Besides, tracking illicit digital transaction has become easy today with “Chainalysis” cryptocurrency investigation software which helps law enforcement and financial institutions identify and stop bad actors who are using cryptocurrencies for illegal activity such as fraud, extortion, and money laundering. The software enables police to track the delivery points of ransom payments and identify criminals withdrawing their illegally procured funds at an exchange.

Three researchers at the University of Luxembourg have disclosed that they have identified techniques that can be readily used to verify the identity of anonymous Bitcoin users for between 11 percent and 60 percent of all Bitcoin transactions. Deanonymising a Bitcoin user means linking their nom de plume - which serves as a public key - to the IP address from which they trade bitcoins.

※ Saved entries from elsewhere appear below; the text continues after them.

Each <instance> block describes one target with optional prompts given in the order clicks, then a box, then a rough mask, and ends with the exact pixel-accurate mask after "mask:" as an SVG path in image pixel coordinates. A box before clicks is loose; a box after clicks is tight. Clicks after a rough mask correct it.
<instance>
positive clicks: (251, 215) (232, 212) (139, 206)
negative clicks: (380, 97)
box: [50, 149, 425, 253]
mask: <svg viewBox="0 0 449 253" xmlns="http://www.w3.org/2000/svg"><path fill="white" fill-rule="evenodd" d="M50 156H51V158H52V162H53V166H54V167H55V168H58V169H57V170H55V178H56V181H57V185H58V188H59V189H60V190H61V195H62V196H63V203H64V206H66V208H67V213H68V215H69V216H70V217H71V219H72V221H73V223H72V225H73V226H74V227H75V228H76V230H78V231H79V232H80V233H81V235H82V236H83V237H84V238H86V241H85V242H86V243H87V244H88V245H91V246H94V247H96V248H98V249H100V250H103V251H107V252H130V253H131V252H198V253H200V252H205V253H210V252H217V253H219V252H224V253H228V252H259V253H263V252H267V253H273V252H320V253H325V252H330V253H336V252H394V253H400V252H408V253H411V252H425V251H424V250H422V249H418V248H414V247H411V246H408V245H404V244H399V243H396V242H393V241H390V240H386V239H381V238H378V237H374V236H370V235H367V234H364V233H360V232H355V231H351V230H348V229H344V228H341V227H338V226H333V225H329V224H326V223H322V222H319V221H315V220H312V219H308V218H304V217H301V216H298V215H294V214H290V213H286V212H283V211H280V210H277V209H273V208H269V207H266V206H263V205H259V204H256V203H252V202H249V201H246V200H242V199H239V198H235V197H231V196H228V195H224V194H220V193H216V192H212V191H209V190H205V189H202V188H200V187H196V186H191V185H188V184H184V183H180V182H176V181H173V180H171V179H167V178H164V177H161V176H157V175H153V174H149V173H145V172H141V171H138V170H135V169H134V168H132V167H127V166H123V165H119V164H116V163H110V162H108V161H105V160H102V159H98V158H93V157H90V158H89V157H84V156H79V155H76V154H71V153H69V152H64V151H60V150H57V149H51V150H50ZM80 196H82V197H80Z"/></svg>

To achieve this, the researchers have informed that they only require $2,000 worth of equipment.

The researchers also say they can defeat users who endeavour to disappear behind firewalls or network address translation. The researchers say they can also unmask up to 60 per cent of Bitcoin users who employ the Tor anonymising network to mask their IP address. The deanonymizing method opens up new ways for law enforcement agencies to tie transactions to an IP address, and perhaps back to the identity of a criminal.

Beyond cryptocurrencies, there are numerous other forms of digital payments such as Liberty Reserve, E-gold, and WebMoney. Liberty Reserve, in
particular, was accused of laundering more than $6 billion for several years, according to federal prosecutors.

Known as the PayPal for criminals,” with no personal account details required, Liberty Reserve facilitated a broad range of criminal activities across the Darknet, including “credit card fraud, identity theft, investment fraud, computer hacking, child pornography, and near- narcotics trafficking.”

It is also believed to have played the central part, in stealing $45 million from thousands of ATMs in 24 countries in December 2012 and February 2013.
Though Liberty Reserve, like Silk Road, was ultimately brought down by the FBI and its founder arrested, many competitors have burgeoned out in its place.

The competitors promise not just pseudonymity but also completely untraceable anonymity. One such new currency, Darkcoin, has been created specifically to confuse users’ purchases by combining any single transaction with those of other users so that payments cannot be linked to any particular individual.

The popularity of Darkcoin is increasing rapidly, and its value has spiralled up from seventy-five cents a coin to almost $7 shortly after its introduction. Another tool, Darkwallet, created by an organisation referring to itself as unSYSTEM, is known to enable “hyper-anonymised” transactions.

Finally, like the bitcoins in the financial world, humans don’t need intermediaries to establish a spiritual connection with inner divine selves. We all can find our way through.

Further, taking the analogy of Metcalfe’s law, if 1000 persons using bitcoins grow to 100000 and if they convert to ten billion. That will decentralise banking systems entirely in the world and bring transparency.

Quite similarly, if 1,000 people practising meditation were to increase exponentially to 10 billion people, it would create a new world re-wiring the consciousness of the world as a whole.